FreqTables.jl icon indicating copy to clipboard operation
FreqTables.jl copied to clipboard

Add pairwise

Open nalimilan opened this issue 4 years ago • 12 comments

It works well overall but there are a few issues:

  • When vectors have different types, promote_typejoin is used (via broadcast) to choose element type. promote_type would be more appropriate but there is no mechanism to do this in Base.
  • When skipping missing values, inference isn't able to realize that the result cannot be missing. This problem is fixed if I use a positional argument rather than a keyword argument for skipmissing but it's far from ideal for users.
  • Since eachrow(df::DataFrame) returns a DataFrameRows objects which is also a table, pairwise(cor, eachrow(df)) still computes correlation between columns rather than between rows. And anyway DataFrameRow is not accepted by cor since it's not an AbstractVector. One needs something like (Vector(r) for r in eachrow(df)) to work around this limitation.
  • Since Tables.jl objects can be of any type, we must have single method that performs dispatch internally by calling Tables.istable. Even AbstractVector inputs can be either vectors of vectors or row-oriented or column-oriented tables. This means the method that returns a named array and the method that returns a plain matrix have to live in the same package (which has to depend on NamedArrays).

The package should probably be renamed if we want to include this as it's clearly not a frequency table.

nalimilan avatar Nov 12 '20 21:11 nalimilan

I like it very much. The only question is if it would be hard/needed to make it more general and allow not only pairwise but arbitrary dimensional cross-product (not sure if it is needed though).

bkamins avatar Nov 14 '20 18:11 bkamins

OK, thanks. It shouldn't be hard to support more types when we don't skip missing values, but it's more tricky when skipping them. Not sure it's worth adding that complexity right now give the intended use cases. EDIT: sorry I hadn't understood your point (I thought it was about allowing any iterators and not just vectors). Yes I imagine it would be possible to accept more than two arguments, but then it wouldn't be pairwise anymore, would it? I guess it would be outer. :-)

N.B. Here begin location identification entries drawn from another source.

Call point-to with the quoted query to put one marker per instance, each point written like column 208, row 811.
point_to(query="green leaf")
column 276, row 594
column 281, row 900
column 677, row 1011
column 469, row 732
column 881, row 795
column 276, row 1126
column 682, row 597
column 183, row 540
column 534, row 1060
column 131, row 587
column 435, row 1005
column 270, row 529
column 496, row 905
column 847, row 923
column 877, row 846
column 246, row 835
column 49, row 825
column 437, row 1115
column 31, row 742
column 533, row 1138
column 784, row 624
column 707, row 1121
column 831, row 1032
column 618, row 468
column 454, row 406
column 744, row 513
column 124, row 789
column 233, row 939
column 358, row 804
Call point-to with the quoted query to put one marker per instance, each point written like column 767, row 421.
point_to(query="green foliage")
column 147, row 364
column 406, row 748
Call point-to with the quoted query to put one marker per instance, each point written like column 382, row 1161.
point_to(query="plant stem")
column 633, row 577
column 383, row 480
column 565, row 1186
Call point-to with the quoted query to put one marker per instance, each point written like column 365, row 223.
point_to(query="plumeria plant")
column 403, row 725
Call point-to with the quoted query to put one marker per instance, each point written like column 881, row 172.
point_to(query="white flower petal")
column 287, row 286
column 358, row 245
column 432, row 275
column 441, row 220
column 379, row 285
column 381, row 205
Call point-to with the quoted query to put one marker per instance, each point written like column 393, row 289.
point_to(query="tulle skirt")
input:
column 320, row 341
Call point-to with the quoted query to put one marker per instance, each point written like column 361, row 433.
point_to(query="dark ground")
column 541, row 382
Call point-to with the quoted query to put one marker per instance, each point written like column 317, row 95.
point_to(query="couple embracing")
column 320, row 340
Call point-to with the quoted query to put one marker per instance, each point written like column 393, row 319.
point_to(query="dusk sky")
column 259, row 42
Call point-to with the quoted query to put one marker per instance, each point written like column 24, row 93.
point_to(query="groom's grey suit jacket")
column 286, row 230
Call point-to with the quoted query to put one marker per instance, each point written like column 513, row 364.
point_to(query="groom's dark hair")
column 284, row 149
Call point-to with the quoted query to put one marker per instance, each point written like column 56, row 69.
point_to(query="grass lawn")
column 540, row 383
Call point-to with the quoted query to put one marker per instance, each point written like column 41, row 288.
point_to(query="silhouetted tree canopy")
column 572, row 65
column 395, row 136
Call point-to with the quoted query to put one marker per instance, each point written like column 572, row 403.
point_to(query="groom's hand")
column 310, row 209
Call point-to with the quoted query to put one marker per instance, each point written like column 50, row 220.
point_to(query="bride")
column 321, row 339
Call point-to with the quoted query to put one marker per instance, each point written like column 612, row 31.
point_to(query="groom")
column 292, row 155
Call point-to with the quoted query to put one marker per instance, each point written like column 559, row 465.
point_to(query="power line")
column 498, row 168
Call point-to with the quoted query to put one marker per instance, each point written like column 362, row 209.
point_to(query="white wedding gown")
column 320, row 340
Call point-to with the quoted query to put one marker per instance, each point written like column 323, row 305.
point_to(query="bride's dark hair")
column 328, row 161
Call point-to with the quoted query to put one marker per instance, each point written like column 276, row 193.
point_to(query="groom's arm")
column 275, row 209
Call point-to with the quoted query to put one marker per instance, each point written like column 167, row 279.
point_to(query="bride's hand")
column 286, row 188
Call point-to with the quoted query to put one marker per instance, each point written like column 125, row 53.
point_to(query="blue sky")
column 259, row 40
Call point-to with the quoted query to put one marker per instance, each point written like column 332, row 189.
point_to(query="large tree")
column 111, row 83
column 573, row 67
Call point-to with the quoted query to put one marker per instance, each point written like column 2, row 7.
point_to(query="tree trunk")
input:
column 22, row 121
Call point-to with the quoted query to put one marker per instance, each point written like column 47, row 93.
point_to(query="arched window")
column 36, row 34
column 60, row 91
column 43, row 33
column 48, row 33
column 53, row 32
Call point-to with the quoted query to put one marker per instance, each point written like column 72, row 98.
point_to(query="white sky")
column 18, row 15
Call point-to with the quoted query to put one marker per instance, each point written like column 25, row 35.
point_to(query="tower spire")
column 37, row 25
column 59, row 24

nalimilan avatar Nov 14 '20 18:11 nalimilan

Maybe just anticipate the use for more than 2 arguments and rename it, without implementing it yet.

mschauer avatar Nov 19 '20 10:11 mschauer

But I find it much more user-friendly to tell people "to compute pairwise correlation, use pairwise(cor, df)" than "use outer(cor, df)". Also pairwise is already the name used in Distances for this operation and I don't see it moving to outer.

nalimilan avatar Nov 19 '20 10:11 nalimilan

I like calling it pairwise, because it does some specific things which make sense in the statistical/data context and not so much as generic map on all tuples (e.g. dealing with cor and missing).

mschauer avatar Nov 19 '20 11:11 mschauer

I'm fine adding pairwise to DataAPI.jl if that'd be helpful.

quinnj avatar Nov 20 '20 06:11 quinnj

@dkarrasch I don't know whether you've seen this. Ideally this would cohabit nicely with Distances.jl, but the new support for passing vectors of vectors there (https://github.com/JuliaStats/Distances.jl/pull/188 and https://github.com/JuliaStats/Distances.jl/pull/194) will create ambiguities. Not sure what to do about it.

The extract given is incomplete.